In this case the script returns 0, indicating success. This is a common convention in Unix scripts, and you can write your own scripts that follow this convention. Git can use this convention to decide if a commit is good or bad. Let’s try it
$ git bisect start HEAD 2890
Once again, git drops us in the middle of a commit. This time, instead
of running python plot_buoys.py
, we tell Git to run it for us
$ git bisect run 'python plot_buoys.py'
Git does all the boring work for us.
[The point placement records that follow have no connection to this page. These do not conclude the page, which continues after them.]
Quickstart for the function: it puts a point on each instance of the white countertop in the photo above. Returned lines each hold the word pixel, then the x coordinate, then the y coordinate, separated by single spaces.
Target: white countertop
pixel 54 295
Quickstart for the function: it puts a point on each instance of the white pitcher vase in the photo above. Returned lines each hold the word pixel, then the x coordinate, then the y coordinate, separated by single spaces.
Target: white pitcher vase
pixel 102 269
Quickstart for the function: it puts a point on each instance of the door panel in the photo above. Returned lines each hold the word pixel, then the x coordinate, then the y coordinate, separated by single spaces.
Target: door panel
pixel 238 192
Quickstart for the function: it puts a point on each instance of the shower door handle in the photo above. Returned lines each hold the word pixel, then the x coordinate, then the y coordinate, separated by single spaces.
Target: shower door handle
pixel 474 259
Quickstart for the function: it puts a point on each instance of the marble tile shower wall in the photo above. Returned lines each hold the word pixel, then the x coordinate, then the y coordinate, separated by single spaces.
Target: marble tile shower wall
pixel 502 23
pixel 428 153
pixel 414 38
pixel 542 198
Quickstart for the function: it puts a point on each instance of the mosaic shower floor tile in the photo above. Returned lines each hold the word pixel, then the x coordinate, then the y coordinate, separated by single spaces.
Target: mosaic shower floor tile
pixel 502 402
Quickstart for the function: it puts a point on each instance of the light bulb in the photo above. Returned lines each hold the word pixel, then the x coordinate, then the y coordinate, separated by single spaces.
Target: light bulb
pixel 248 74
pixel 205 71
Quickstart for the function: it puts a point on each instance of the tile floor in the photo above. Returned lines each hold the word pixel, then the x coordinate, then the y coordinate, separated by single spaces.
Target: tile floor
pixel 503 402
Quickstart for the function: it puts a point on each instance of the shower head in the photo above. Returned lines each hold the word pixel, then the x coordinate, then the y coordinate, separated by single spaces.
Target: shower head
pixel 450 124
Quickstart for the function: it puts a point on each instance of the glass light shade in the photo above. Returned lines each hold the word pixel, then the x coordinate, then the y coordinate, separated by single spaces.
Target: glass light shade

Every time it runs the command we gave and gets a zero return value, it marks the commit as good, every time it sees a non-zero value, it marks the commit as bad. It then tells us the first commit if finds which changes the state of the repository from “good” to “bad”. Now that we’re done, we exit again with
$ git bisect reset
One caveat
This is a very powerful debugging tool, but it relies on all your code being in a runnable state, such that Git can automatically identify when this state changes. It works best when used with a branching and merging strategy, to ensure there are no breaking commits on the main branch.
Key Points
git blame
can identify when a problem line was introduced.
git bisect
can be used to binary search through git history to identify lines which first introduced a problem.